But now he is in a live-in relationship with this feisty cobbler called Phulwa (Bidita Baig), and is vulnerable to sentiment. So when he receives a murder contract, with a photo included of a man he knows well, he sends a message, warning the person of the danger he is in, and advising him not to leave home. This act of mercy is to be his undoing.
‘Babumoshai Bandookbaaz’ is a gangster movie with a familiar plot of how one murder begets another, in an endless cycle of violence. But it also has some funny and well written conversations. Often, these lines are in dialect, with a generous dollop of Hindi swear words, uttered with the kind of panache that only Nawaz is capable of. He says everything with a completely straight face, making you wait for a few seconds to decipher whether he is serious or joking, and in the time you have figured it out and start laughing, he has moved on to something even funnier. It is an art that he has mastered, but should be careful about not using too frequently.
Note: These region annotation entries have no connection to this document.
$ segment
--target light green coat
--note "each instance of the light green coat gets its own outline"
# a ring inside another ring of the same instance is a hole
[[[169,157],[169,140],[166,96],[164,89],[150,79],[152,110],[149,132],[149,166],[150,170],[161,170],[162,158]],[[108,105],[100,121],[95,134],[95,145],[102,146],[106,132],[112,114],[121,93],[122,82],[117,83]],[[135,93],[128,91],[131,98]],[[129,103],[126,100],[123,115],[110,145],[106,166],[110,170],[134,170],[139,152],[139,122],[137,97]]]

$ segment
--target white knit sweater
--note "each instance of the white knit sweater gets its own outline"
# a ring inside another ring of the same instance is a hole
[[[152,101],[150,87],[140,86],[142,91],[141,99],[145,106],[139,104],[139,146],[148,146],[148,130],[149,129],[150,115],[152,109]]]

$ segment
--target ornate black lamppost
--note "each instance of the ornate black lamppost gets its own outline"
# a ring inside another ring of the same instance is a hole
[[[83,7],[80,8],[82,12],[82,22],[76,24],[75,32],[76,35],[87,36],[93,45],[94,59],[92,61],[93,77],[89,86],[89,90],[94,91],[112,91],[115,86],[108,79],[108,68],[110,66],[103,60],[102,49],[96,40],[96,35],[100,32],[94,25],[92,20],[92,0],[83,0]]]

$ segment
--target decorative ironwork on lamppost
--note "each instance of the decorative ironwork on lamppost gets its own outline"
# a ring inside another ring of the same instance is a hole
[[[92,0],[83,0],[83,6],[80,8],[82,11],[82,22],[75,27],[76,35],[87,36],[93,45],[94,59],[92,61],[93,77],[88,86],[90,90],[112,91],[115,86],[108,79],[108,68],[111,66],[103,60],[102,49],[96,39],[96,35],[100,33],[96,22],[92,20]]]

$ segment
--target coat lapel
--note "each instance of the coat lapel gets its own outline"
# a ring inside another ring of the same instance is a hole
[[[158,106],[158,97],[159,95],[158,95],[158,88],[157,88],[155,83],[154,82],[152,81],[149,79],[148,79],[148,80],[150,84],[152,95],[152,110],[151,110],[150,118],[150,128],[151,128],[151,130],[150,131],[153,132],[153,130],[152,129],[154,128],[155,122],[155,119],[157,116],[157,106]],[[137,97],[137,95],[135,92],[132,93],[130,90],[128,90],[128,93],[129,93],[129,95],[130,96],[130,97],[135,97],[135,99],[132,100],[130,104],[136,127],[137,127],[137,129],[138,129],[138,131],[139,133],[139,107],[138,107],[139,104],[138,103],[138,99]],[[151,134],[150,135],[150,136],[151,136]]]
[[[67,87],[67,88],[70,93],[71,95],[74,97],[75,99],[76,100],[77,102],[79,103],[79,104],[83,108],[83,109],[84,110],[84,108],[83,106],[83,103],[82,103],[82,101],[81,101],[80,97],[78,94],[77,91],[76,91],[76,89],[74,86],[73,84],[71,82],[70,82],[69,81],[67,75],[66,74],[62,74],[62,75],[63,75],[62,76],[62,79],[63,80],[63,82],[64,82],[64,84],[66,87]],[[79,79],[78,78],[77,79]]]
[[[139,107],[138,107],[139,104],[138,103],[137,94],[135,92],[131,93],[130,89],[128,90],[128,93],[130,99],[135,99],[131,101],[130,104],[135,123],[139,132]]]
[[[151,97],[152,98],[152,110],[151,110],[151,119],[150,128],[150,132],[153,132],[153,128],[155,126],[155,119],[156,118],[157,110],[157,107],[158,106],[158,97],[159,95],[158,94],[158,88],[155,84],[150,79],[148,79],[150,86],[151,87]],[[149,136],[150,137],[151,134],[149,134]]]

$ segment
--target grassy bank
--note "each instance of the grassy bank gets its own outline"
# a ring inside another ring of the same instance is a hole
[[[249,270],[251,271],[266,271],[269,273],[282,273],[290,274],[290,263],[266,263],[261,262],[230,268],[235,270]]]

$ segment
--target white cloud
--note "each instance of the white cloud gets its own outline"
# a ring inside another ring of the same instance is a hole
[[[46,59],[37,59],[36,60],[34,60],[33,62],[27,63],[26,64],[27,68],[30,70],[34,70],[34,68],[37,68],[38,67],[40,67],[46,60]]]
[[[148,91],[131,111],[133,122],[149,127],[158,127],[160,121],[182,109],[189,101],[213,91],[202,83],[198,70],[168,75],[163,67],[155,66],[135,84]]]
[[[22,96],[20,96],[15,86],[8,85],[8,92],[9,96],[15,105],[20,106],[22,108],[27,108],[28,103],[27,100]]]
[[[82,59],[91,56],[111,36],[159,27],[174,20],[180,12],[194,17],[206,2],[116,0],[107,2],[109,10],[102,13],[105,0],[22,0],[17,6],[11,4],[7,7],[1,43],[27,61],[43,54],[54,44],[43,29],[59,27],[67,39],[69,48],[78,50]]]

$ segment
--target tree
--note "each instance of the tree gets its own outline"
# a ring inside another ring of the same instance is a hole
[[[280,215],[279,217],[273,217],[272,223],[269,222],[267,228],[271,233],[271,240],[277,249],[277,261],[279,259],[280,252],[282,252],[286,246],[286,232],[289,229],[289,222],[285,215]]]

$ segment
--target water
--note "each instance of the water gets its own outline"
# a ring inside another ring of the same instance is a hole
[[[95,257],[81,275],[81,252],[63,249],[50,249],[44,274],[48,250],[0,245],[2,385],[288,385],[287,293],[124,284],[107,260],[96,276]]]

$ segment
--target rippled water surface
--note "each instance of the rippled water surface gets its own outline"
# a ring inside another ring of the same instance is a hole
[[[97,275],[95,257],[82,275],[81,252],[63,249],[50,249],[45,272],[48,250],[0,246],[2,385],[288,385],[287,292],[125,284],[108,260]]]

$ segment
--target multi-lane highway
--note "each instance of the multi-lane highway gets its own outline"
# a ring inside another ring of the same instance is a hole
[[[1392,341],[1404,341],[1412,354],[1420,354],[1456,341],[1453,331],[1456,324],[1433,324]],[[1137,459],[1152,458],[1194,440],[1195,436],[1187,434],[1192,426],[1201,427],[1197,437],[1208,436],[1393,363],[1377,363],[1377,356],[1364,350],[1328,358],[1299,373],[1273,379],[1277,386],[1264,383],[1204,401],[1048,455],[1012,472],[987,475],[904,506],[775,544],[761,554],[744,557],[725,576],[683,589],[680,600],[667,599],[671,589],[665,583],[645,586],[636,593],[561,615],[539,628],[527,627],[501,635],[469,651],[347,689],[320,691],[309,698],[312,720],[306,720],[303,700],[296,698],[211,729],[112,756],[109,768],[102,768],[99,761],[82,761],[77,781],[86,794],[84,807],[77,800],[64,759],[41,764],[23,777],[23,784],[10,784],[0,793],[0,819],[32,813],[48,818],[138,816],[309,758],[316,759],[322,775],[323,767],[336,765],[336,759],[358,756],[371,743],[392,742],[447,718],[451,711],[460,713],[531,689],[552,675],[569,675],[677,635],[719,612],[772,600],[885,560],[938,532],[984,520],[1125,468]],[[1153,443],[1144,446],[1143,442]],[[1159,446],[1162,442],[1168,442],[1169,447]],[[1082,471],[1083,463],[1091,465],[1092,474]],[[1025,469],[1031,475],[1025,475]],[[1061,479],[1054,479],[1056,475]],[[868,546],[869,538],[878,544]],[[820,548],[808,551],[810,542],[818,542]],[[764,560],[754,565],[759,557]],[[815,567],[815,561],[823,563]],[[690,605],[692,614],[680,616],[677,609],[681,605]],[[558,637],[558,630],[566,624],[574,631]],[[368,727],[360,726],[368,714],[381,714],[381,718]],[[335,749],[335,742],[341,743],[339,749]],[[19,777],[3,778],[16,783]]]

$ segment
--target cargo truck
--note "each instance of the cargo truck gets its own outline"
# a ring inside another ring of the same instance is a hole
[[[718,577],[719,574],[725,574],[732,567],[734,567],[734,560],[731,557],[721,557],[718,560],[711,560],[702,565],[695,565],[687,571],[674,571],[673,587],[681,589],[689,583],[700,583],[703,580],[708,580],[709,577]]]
This film also proves that a Hindi film actress need not be in a short skirt and dancing in a discotheque or beach to be attractive. Bidita Baig dances for Babu Bihari and his fanboy gangster friend, Banke (Jatin Goswami), in a hut, with her sari hiked up, and to the beat of kitchen utensils. It is a great song in the ‘Bhojpuri’ tradition of popular music, and choreographed very well. Also written into this sequence is the hint of a developing threesome; one that starts off as camaraderie, but then quickly acquires an erotic sub-text.
Though not uniformly entertaining, what the film does convey effectively is how cheap human life is in this corrupt small town in U.P., and how brazen its politicians, police and mafia are about the incestuousness of their nexus. There appears to be no distinction between men and women in this shamelessness, and Sumitra (Divya Dutta), a politician, uses her sexuality to murderous intent, and without the slightest ethical qualm. It is a top class performance by Dutta.
So if you can get past the moral ambiguity of ‘Babumoshai Bandookbaaz’, and the social inhibitions that it could invoke, the film is a good watch.